VILNIUS - In defiance of the skeptics, Lithuanian and Polish officials announced on Dec. 4 that the 665 million euro sale of the state's 30.6 percent stake in the Mazeikiu Nafta refinery would be finalized on Dec. 15. In the meantime, a state commission investigating the fire at the refinery closed its probe on Dec. 1, saying it intended to hand the result to the government. No details were available by the time The Baltic Times went to press.
Executives from PKN Orlen, Poland's leading fuel retailer, stated that the company would also complete the deal for buying a 53.7 percent stake in the refinery from Yukos International UK, a subsidiary of the bankrupt Russian oil company, on Dec. 14. That transaction is worth 1.16 billion euros.
"We have agreed in principle on the final details and organizational issues for closing the deal on Dec. 15," Lithuanian Prime Minister Gediminas Kirkilas told reporters on Dec. 4. "We think that the transaction will take place on schedule, as expected."

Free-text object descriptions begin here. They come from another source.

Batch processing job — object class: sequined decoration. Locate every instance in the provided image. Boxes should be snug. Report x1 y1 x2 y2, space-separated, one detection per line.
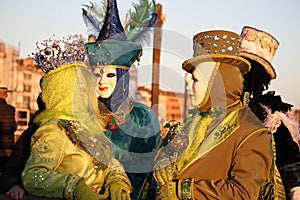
193 30 242 57
178 179 194 199
64 174 80 200
57 119 112 171
32 34 87 73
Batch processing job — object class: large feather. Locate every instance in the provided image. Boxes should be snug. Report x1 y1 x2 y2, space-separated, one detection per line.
125 0 157 44
82 0 157 44
82 8 101 37
131 12 157 43
82 2 107 38
83 1 107 20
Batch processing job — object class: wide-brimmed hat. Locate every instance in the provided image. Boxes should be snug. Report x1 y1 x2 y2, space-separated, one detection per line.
85 0 143 69
240 26 279 79
0 84 12 92
182 30 251 75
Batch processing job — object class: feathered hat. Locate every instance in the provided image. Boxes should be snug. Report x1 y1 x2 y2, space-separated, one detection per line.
84 0 145 69
182 30 251 75
240 26 279 79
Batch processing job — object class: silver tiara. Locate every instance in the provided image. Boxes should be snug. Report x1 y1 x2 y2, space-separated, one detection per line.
32 34 87 73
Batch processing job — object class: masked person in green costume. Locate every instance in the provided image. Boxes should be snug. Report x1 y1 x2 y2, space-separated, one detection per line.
21 34 131 200
84 0 160 199
153 30 273 199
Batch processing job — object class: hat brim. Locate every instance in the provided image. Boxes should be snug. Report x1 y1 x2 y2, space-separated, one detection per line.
182 54 251 75
240 51 276 79
0 88 12 92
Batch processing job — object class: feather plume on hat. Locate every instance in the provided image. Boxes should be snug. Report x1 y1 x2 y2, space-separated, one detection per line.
82 0 157 44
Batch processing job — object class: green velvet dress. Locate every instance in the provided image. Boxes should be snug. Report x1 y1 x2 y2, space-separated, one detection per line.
99 99 160 200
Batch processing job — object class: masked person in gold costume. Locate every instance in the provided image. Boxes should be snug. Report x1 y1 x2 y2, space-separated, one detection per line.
153 30 273 199
21 35 131 200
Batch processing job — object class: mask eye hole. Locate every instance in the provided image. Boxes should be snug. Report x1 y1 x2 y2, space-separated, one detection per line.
107 73 116 78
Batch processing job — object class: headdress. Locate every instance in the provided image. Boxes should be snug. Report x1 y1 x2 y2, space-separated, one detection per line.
84 0 148 69
30 34 100 127
32 34 87 73
83 0 157 112
32 35 112 167
31 34 93 120
240 26 279 79
182 30 250 75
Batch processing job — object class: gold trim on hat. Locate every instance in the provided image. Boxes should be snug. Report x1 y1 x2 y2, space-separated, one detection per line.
93 65 130 70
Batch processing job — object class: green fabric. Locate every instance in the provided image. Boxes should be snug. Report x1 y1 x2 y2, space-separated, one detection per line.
179 179 192 199
105 102 160 199
85 40 142 67
22 122 81 199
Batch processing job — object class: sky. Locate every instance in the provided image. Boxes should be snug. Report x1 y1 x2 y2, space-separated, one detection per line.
1 0 300 108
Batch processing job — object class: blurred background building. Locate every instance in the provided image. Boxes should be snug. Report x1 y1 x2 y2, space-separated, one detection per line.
0 42 43 139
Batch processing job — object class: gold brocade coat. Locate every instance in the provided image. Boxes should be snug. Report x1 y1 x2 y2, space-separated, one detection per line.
21 64 127 199
21 119 124 198
176 105 273 199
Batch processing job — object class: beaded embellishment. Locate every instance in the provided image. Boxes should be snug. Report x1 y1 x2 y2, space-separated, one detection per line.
32 34 87 73
57 119 112 171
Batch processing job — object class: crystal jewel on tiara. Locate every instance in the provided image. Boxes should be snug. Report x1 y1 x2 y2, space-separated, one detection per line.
32 34 87 73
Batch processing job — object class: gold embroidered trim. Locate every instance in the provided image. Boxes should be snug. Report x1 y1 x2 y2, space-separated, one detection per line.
178 178 195 200
93 65 129 70
64 174 81 200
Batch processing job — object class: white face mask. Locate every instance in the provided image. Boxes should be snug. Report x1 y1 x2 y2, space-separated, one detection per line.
93 67 117 98
186 62 218 107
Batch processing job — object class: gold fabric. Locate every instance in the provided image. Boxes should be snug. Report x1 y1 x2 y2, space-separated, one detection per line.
22 120 125 198
258 134 286 200
34 63 105 135
182 30 251 75
160 63 272 199
22 63 128 199
199 63 244 112
156 182 178 200
176 107 272 199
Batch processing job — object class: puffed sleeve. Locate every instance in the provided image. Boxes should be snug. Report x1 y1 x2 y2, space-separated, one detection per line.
21 123 81 199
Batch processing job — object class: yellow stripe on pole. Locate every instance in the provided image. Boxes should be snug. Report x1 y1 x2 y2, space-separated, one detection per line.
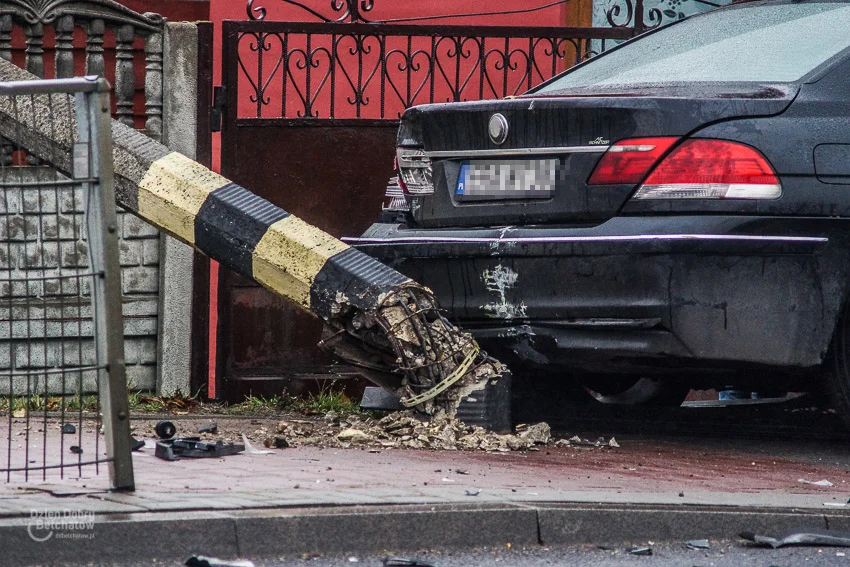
137 152 230 244
252 215 350 309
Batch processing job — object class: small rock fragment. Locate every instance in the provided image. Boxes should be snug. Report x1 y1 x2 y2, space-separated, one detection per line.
264 437 290 449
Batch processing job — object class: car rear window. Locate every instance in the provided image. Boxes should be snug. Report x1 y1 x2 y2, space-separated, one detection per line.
537 4 850 92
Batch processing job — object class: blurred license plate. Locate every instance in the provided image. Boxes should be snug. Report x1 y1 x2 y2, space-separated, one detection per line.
456 159 557 201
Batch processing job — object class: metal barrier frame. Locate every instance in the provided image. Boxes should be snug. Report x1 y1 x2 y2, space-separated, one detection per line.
0 76 134 490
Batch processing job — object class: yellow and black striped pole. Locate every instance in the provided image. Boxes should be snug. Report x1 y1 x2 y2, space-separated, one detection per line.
0 58 506 413
135 151 410 320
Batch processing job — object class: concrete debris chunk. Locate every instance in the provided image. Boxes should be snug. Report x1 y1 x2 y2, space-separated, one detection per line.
337 428 372 444
564 435 620 448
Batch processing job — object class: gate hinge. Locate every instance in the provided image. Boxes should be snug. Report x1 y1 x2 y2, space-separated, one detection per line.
210 85 225 132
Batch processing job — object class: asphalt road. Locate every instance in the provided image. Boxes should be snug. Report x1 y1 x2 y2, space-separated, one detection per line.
248 541 850 567
99 541 850 567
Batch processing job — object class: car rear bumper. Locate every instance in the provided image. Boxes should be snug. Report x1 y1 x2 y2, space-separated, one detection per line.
345 216 847 370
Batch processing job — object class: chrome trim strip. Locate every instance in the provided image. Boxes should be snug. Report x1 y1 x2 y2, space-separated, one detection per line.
423 146 609 158
344 234 829 245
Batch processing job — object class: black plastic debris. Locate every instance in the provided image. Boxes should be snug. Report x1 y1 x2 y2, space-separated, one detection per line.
70 446 83 454
185 555 255 567
383 558 436 567
155 420 177 439
360 386 405 411
130 437 145 451
455 469 469 475
465 489 481 496
627 546 653 556
61 423 76 434
269 437 289 448
156 438 244 461
740 529 850 549
686 539 711 550
198 422 218 434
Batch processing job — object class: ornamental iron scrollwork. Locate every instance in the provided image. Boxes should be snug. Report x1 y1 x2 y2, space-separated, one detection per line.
248 0 376 22
234 25 625 121
606 0 723 31
246 0 576 24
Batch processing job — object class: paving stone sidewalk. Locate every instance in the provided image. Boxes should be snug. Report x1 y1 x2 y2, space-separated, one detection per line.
1 423 849 516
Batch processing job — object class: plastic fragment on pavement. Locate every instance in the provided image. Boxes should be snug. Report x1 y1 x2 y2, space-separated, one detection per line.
241 433 273 454
155 438 245 461
627 546 653 556
799 478 834 487
185 556 255 567
155 420 177 440
740 529 850 548
686 539 711 550
383 558 436 567
465 489 481 496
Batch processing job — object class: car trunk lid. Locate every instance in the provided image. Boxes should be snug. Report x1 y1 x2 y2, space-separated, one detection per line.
404 85 796 228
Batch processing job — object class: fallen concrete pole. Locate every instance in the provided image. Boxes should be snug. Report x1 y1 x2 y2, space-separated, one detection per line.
0 60 506 415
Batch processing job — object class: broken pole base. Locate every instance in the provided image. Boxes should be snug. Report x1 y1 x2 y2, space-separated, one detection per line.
360 369 512 433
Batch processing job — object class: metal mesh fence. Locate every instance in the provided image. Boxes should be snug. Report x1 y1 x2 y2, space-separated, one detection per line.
0 77 133 490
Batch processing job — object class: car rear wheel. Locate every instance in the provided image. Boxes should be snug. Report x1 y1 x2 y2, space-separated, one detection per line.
825 311 850 428
582 376 691 407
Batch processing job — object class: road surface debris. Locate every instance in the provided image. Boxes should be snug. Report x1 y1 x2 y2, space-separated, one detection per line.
740 529 850 548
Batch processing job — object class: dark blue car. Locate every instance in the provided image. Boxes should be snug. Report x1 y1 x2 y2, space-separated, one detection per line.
347 1 850 421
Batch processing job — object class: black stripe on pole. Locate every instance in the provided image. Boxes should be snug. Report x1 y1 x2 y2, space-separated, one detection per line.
195 183 290 277
310 247 411 318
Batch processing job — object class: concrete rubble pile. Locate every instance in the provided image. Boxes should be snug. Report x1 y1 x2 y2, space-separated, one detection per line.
242 411 620 452
326 287 507 416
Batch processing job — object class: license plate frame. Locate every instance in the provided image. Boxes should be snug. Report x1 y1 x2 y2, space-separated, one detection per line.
455 158 558 201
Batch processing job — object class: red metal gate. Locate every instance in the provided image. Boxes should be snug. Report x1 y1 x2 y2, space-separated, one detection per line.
215 0 645 400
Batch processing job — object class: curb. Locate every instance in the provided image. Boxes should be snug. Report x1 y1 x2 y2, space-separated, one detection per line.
3 501 849 566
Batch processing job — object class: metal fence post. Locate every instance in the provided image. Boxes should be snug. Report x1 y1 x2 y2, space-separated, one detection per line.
77 78 134 491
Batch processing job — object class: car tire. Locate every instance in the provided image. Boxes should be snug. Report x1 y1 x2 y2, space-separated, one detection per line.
825 311 850 428
583 377 691 407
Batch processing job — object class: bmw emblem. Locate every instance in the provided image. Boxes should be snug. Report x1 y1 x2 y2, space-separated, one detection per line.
488 113 509 145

The announcement was a blow to naysayers, particularly in Russia, who have been claiming that a Russian company would step in and take control of Mazeikiu Nafta, the only refinery in the Baltics.
Since agreeing to purchase the refinery in May, PKN Orlen has been beset by problems. In July, Russia ceased delivering crude via pipeline, citing an accident in Belarus, and in October part of the refinery's diesel complex was destroyed by fire. Damages are estimated at 37.9 million euros.
But Chalupec showed no signs of pessimism in Vilnius. "We are working hard to close the deal," he said of the other half of the acquisition. "Basically, four things remain to be done before we can complete the transaction: two by us and two by Yukos International UK," he explained.
In Poland, Chalupec echoed the importance the deal carries for regional energy security, a theme that was stressed during the NATO summit in Riga and at the opening of the Estlink power cable in Tallinn (see story this page).
"The purchase of the Lithuanian company by a Russian company could have posed a threat to the energy independence of Poland. The company may also be of considerable significance for the independence of Lithuania, Latvia and Estonia," Chalupec was quoted as saying by the PAP news agency.
While in Vilnius, Chalupec also offered a gesture of support for Mazeikiu Nafta CEO Paul Nelson English, whose job appeared to have been on the line last month. "He has been very active in securing alternative oil supplies. We are very satisfied with the actions he has taken," he said.
In terms of money, on Nov. 29 PKN Orlen signed two syndicated loan agreements worth 1.6 billion euros with a total of eight Polish and international banks in order to finance the acquisition.
The Lithuanian government said it expected to receive the funds - $851 million - on Dec. 15. Kirkilas said on Nov. 30 that the money should be transferred to Lithuania's account on that day and that it would be used for different needs.
"We have laws. A large part of the money will have to be used for compensation and other purposes. The government will discuss how to use it, because we must maintain tight fiscal discipline. Large amounts of money can be poured into the market," he said in a radio interview last week.
Under the May agreement, the government will keep a 10 percent stake in Mazeikiu Nafta, the country's largest taxpayer, with a five-year option to sell it to PKN Orlen.
The European Union approved the deal last month.